The Creative Commons is a not-for-profit organization devoted to expanding the range of creative work available for others to legally build upon and share.

Table of contents
1 Aim
2 History
3 Localization
4 See also
5 Projects using Creative Commons licenses
6 External links

Aim

Their website allows copyright holders to grant some of their rights to the public while retaining others, through a variety of licensing and contract schemes, which may include dedication to the public domain or open content licensing terms. The intention is to avoid the problems which current copyright laws create for the sharing of information.

The project provides several free licenses that copyright holders can use when they release their works on the web. They also provide RDF/XML metadata that describes the license and the work to make it easier to automatically process and locate of licensed works. They also provide a 'Founder's Copyright' [1] contract, intended to re-create the effects of the original U.S. Copyright created by the founders of the U.S. Constitution.

History

Creative commons was officially launched in 2001.
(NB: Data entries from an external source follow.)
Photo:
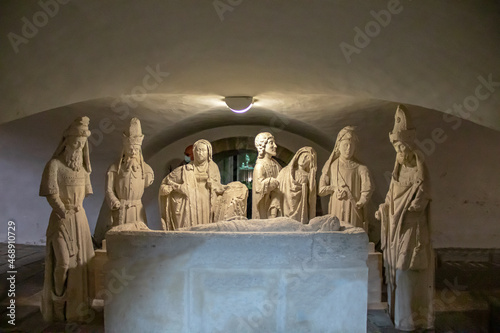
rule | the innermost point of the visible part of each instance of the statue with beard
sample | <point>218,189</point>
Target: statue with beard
<point>65,183</point>
<point>126,180</point>
<point>405,235</point>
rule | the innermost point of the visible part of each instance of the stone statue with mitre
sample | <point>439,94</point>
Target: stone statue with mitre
<point>405,234</point>
<point>126,180</point>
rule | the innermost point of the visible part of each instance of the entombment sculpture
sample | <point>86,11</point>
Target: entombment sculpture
<point>65,183</point>
<point>266,202</point>
<point>346,181</point>
<point>126,180</point>
<point>297,184</point>
<point>405,235</point>
<point>188,195</point>
<point>233,203</point>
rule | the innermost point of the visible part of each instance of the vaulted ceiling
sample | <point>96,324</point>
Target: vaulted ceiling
<point>309,61</point>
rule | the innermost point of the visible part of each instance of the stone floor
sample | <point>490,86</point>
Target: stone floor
<point>467,298</point>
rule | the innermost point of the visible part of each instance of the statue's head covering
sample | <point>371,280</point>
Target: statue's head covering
<point>209,147</point>
<point>133,136</point>
<point>261,141</point>
<point>78,128</point>
<point>346,132</point>
<point>403,130</point>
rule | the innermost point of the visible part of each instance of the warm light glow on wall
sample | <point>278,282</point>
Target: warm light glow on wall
<point>239,104</point>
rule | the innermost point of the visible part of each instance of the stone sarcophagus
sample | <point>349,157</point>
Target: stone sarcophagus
<point>206,281</point>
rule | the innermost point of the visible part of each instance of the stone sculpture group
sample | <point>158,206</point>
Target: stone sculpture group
<point>192,195</point>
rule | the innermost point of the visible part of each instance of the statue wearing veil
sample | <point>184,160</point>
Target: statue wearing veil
<point>347,181</point>
<point>265,187</point>
<point>188,194</point>
<point>297,183</point>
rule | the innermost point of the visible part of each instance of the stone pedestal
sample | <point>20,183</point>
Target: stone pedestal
<point>237,282</point>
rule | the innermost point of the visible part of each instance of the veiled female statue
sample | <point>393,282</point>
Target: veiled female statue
<point>188,194</point>
<point>298,186</point>
<point>347,181</point>
<point>266,201</point>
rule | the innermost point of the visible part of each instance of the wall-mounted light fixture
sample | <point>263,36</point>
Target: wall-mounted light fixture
<point>239,104</point>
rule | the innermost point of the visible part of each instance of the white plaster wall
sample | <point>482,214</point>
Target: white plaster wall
<point>429,54</point>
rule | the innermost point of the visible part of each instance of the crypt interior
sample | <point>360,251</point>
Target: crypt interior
<point>312,68</point>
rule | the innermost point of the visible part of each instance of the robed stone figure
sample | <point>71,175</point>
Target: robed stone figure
<point>297,184</point>
<point>266,201</point>
<point>188,195</point>
<point>346,181</point>
<point>65,183</point>
<point>405,235</point>
<point>126,180</point>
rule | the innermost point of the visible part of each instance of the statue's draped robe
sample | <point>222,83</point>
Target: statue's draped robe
<point>298,198</point>
<point>181,211</point>
<point>263,198</point>
<point>71,187</point>
<point>407,251</point>
<point>353,177</point>
<point>127,187</point>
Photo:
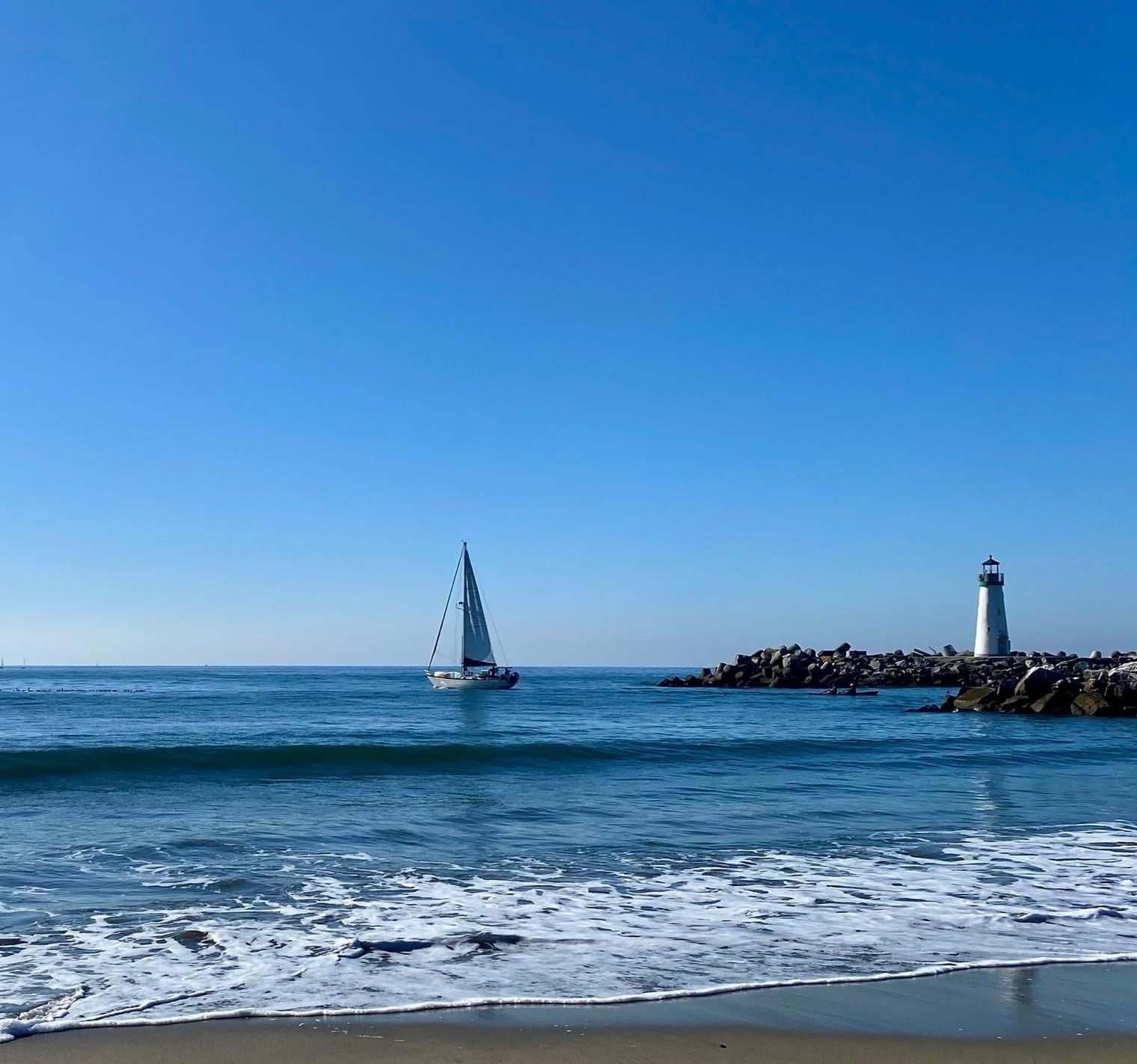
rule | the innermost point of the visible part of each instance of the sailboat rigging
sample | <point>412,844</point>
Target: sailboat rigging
<point>479,668</point>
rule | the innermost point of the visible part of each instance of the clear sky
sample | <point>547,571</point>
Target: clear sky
<point>710,325</point>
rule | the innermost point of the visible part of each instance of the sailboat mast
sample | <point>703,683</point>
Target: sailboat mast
<point>446,609</point>
<point>465,583</point>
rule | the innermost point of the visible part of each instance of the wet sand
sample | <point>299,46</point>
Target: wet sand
<point>1078,1013</point>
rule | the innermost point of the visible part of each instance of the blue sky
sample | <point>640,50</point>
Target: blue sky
<point>710,325</point>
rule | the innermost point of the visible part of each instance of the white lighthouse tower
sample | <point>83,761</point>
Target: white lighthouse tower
<point>992,637</point>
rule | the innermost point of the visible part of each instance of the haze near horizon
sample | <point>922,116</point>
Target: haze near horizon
<point>710,327</point>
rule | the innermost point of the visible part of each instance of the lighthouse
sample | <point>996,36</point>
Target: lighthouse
<point>990,622</point>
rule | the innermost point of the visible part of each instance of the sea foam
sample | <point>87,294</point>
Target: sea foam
<point>352,937</point>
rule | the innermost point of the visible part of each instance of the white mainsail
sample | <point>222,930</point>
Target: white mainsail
<point>476,635</point>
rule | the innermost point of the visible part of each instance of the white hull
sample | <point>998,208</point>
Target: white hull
<point>453,681</point>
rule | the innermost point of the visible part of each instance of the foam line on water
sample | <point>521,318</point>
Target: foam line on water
<point>13,1029</point>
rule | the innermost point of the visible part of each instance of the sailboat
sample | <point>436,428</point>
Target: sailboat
<point>479,668</point>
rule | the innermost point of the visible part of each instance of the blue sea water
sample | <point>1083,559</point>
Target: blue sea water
<point>177,841</point>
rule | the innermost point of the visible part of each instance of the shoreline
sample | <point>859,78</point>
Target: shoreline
<point>1063,1011</point>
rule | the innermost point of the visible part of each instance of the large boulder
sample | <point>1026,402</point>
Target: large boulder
<point>1053,704</point>
<point>977,698</point>
<point>1091,704</point>
<point>1036,682</point>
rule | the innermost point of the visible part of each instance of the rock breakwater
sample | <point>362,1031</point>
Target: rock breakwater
<point>793,666</point>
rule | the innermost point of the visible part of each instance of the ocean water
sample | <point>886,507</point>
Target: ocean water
<point>179,843</point>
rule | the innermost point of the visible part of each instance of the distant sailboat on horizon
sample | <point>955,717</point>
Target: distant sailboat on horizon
<point>479,670</point>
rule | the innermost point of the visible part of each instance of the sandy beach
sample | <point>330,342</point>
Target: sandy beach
<point>433,1044</point>
<point>1076,1012</point>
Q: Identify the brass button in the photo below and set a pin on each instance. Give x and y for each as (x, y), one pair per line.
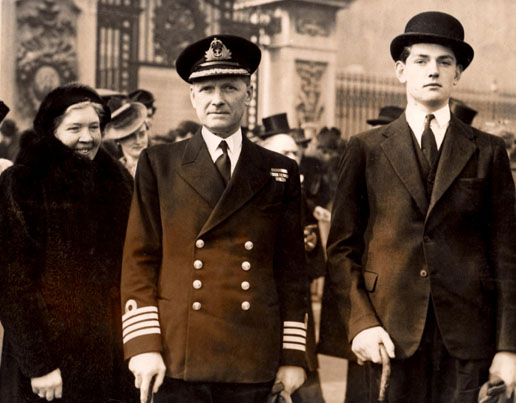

Lawrence Lessig is the founder and chairman of Creative Commons and started the organization as an additional method of achieving the goals of his Supreme Court case, Eldred v. Ashcroft.

Localization

Among the Creative Commons projects, the iCommons (International Commons) intends to fine tune the Creative Commons legal wording to the specifics of individual countries. This is because the main Creative Comments licenses are written with the US legal model in mind, thus the wording may not be perfect for other countries. As of November 26, 2003, Brazil, Finland Japan and Taiwan have joined this initiative [1].